Plaintiff’s counsel further contends that Broughton is merely “certified” by the Board to provide vocational rehabilitation services and is not “licensed” by the Commonwealth. No evidence has been presented that Broughton is “licensed” by any entity or subdivision of the Commonwealth nor that certification by the Board is the equivalent of licensure by the Commonwealth.

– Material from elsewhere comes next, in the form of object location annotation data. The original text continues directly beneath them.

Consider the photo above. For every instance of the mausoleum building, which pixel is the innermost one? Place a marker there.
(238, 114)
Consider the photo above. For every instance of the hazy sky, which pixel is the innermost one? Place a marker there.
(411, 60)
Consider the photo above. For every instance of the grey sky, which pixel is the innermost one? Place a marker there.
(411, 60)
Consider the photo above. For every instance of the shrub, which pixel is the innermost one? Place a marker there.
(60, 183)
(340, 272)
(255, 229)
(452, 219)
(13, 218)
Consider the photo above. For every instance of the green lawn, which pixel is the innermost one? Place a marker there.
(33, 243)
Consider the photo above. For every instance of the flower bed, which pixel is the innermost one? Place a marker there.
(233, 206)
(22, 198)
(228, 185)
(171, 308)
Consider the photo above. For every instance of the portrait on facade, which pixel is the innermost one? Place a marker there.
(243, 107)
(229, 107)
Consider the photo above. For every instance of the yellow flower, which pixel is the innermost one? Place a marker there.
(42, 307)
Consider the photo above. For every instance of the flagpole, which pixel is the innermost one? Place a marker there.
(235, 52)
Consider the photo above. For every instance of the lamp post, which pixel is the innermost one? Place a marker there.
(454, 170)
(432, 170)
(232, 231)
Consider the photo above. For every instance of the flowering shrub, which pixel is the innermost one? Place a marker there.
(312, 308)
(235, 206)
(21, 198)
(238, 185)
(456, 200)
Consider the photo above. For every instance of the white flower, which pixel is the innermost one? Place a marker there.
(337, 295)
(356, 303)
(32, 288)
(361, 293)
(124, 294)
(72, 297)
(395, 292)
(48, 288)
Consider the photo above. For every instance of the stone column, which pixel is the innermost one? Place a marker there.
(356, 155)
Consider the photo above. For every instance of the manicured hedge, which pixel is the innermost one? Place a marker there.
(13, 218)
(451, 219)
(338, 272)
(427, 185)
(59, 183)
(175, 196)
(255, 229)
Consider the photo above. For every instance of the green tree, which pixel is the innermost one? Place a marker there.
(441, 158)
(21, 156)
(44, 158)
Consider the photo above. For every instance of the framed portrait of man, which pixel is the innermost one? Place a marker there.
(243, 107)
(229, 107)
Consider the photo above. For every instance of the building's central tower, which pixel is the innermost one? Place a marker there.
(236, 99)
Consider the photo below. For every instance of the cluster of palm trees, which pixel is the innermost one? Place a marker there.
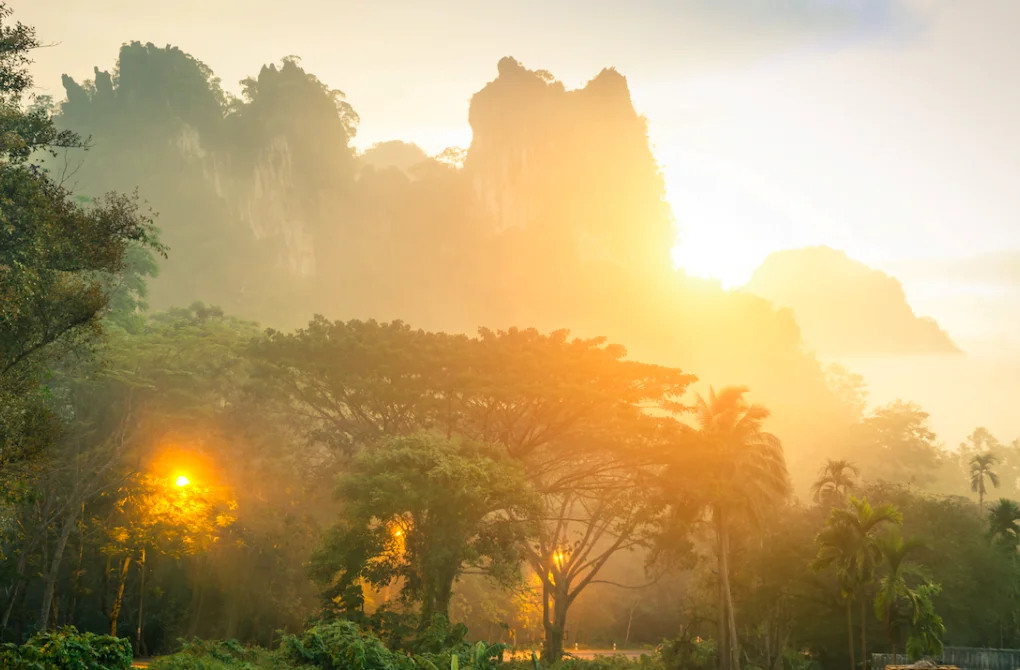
(733, 448)
(862, 546)
(860, 543)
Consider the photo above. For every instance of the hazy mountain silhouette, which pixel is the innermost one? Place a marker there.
(844, 307)
(557, 218)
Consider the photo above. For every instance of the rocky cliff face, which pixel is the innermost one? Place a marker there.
(845, 307)
(261, 192)
(573, 165)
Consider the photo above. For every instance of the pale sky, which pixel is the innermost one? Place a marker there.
(887, 129)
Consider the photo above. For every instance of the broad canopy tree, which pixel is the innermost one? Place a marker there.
(418, 510)
(583, 424)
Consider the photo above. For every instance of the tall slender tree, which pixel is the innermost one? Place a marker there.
(861, 523)
(836, 550)
(835, 480)
(980, 469)
(741, 472)
(894, 591)
(1004, 523)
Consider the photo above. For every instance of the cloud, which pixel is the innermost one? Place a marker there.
(1000, 269)
(847, 16)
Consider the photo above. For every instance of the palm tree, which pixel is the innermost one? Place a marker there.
(741, 471)
(980, 467)
(860, 522)
(835, 480)
(1004, 523)
(893, 588)
(836, 549)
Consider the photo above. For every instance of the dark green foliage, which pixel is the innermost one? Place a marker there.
(421, 509)
(342, 646)
(67, 650)
(218, 655)
(686, 653)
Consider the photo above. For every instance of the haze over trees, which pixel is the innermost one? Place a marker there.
(344, 484)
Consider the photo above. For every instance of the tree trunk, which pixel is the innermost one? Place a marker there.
(198, 599)
(722, 652)
(119, 598)
(141, 605)
(18, 584)
(850, 632)
(552, 650)
(864, 633)
(50, 580)
(630, 620)
(734, 653)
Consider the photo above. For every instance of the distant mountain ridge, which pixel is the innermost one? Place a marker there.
(844, 307)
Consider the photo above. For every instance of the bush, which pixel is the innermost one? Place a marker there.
(67, 650)
(342, 646)
(216, 655)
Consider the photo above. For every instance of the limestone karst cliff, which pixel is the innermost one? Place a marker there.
(845, 307)
(556, 219)
(575, 164)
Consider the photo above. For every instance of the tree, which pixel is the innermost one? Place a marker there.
(926, 628)
(1004, 523)
(980, 468)
(893, 587)
(587, 426)
(896, 444)
(54, 255)
(736, 471)
(837, 550)
(423, 508)
(835, 480)
(850, 545)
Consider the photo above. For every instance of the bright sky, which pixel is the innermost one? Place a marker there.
(884, 127)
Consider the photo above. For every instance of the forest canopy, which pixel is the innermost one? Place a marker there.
(227, 428)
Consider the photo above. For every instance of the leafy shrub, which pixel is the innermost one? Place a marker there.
(217, 655)
(342, 646)
(684, 653)
(67, 650)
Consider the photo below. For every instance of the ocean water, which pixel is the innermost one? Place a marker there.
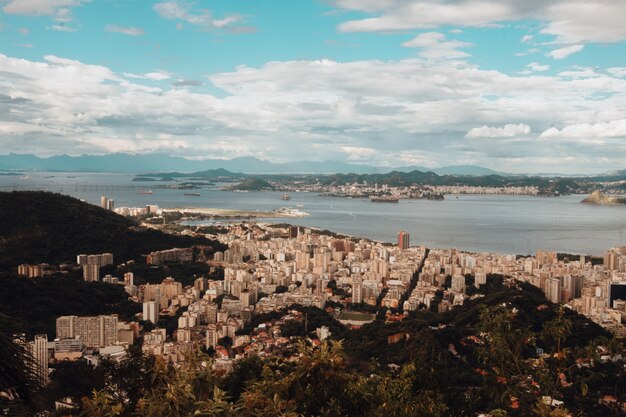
(480, 223)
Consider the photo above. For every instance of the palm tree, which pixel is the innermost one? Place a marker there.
(17, 379)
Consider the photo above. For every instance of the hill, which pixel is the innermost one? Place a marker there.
(38, 227)
(547, 186)
(252, 184)
(51, 297)
(500, 354)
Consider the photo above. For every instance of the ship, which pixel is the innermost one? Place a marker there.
(383, 199)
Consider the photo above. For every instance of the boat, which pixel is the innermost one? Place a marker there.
(290, 212)
(383, 199)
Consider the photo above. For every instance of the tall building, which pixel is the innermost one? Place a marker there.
(212, 336)
(403, 240)
(93, 331)
(151, 311)
(357, 291)
(91, 273)
(553, 290)
(39, 352)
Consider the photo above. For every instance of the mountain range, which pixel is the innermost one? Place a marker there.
(155, 162)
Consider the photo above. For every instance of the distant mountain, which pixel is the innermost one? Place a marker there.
(459, 170)
(466, 170)
(162, 163)
(120, 162)
(39, 227)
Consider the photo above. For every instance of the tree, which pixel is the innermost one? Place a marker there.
(17, 379)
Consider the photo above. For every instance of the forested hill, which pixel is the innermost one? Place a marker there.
(40, 226)
(549, 186)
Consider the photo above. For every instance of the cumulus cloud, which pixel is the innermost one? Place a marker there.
(155, 76)
(40, 7)
(570, 22)
(564, 52)
(603, 130)
(59, 10)
(434, 45)
(176, 10)
(534, 66)
(187, 83)
(130, 31)
(322, 109)
(617, 71)
(506, 131)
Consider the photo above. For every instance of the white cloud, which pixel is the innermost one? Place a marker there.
(154, 76)
(570, 21)
(358, 153)
(62, 28)
(506, 131)
(617, 71)
(176, 10)
(59, 10)
(130, 31)
(434, 45)
(602, 130)
(321, 109)
(40, 7)
(564, 52)
(157, 76)
(538, 67)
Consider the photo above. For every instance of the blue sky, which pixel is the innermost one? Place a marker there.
(532, 86)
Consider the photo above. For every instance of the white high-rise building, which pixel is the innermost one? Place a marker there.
(151, 311)
(39, 352)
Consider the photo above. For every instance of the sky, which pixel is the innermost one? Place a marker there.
(527, 86)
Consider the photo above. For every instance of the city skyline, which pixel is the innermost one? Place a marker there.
(532, 87)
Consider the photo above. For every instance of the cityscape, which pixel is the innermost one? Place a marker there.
(314, 208)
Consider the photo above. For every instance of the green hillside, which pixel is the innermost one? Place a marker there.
(40, 227)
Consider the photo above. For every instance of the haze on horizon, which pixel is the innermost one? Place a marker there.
(521, 87)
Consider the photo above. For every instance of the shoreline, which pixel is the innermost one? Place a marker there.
(219, 213)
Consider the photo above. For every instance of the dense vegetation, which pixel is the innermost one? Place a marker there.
(40, 227)
(34, 304)
(485, 356)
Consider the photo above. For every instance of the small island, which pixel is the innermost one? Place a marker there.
(599, 198)
(252, 184)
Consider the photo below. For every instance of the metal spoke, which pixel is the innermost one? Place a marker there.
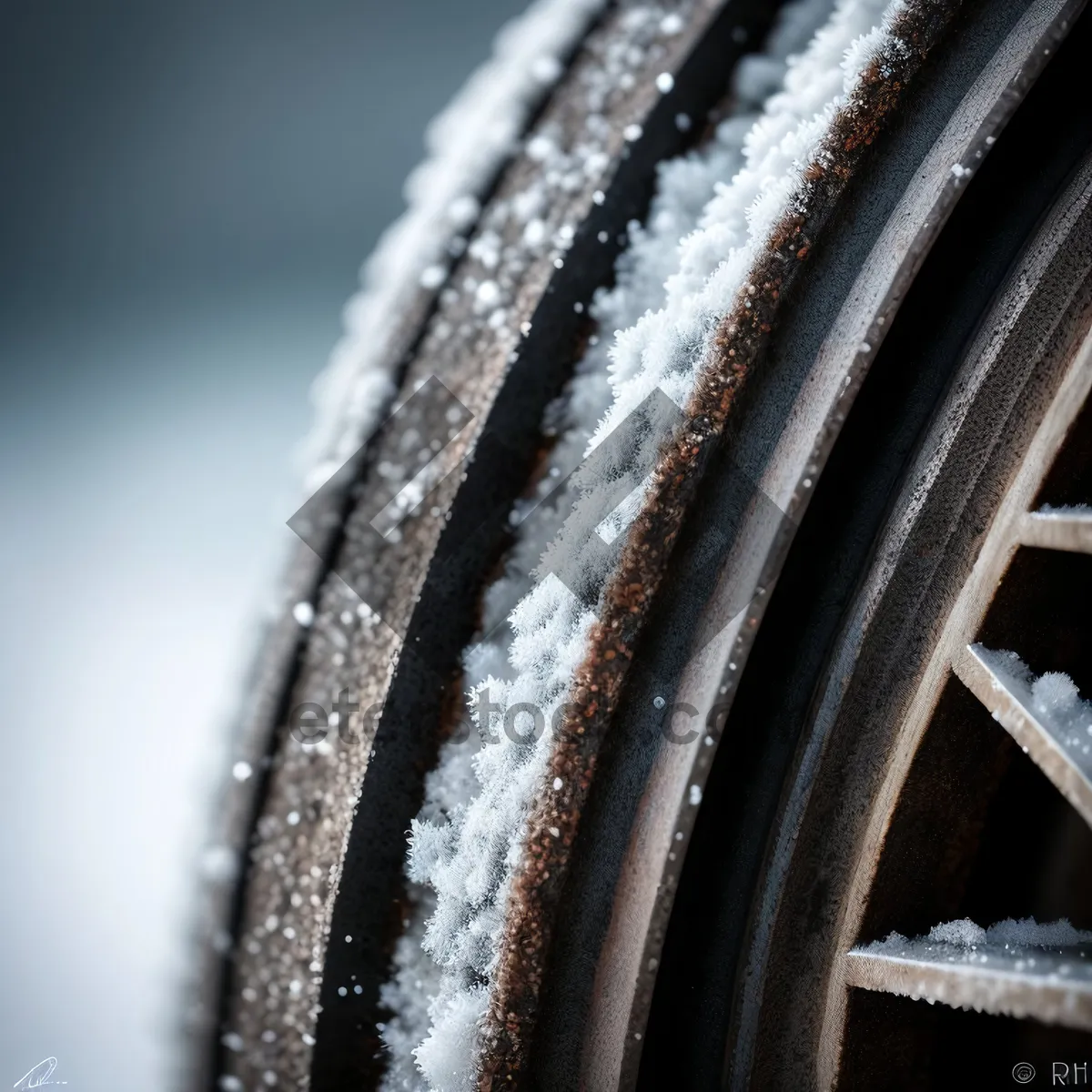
(1060, 753)
(1052, 986)
(1068, 529)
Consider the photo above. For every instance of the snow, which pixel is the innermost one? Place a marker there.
(442, 197)
(681, 273)
(1009, 934)
(1052, 699)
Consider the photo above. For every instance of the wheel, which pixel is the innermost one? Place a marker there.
(758, 794)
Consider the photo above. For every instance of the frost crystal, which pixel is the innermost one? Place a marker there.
(678, 277)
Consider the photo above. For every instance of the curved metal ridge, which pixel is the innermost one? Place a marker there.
(738, 347)
(320, 899)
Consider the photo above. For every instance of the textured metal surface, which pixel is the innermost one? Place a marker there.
(320, 901)
(1067, 768)
(794, 1003)
(309, 879)
(1054, 986)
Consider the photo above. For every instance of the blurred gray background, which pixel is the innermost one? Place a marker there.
(188, 190)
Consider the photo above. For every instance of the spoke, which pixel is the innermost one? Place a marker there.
(1060, 745)
(1053, 986)
(1068, 529)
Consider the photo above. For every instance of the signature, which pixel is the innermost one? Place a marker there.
(39, 1075)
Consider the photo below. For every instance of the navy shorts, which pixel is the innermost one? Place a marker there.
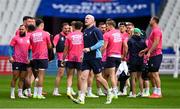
(94, 64)
(40, 63)
(30, 64)
(135, 68)
(103, 65)
(70, 64)
(19, 66)
(145, 71)
(59, 64)
(112, 62)
(155, 63)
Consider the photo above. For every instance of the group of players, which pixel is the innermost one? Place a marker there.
(95, 52)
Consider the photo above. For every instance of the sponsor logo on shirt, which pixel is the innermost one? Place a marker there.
(76, 39)
(37, 37)
(117, 37)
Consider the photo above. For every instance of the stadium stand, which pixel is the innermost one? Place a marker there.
(169, 23)
(11, 14)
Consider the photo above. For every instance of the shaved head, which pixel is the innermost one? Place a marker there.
(90, 16)
(89, 20)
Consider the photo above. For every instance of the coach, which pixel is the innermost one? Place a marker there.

[8]*8Accordingly, while certified rehabilitation providers and licensed professional counselors may be governed by the same regulatory body of the Commonwealth, it does not appear to the Court that Board certification is tantamount to or in fact the same as licensure by the Commonwealth as required under Code § 8.01-581.1. It is interesting to note that Code § 65.2-603 draws a distinction between certified rehabilitation providers and persons “licensed” by the Board.
The Court concludes that Broughton would fall without the definition of “health care provider” under § 8.01-581.1.
Plaintiff has raised no objection to the functional capacity evaluation to be performed by a physical therapist at Norfolk State University. Indeed, Code § 8.01-581.1 explicitly lists physical therapist within the definition of “health care provider.” Plaintiffs sole objection lies with Defendant’s motion to compel Plaintiff to submit to a vocational rehabilitation evaluation by Broughton, a certified rehabilitation provider.
The Court overrules the Defendants’ Motion to Compel to the extent that Defendants seek to compel Plaintiff to undergo a vocational rehabilitation evaluation by Broughton.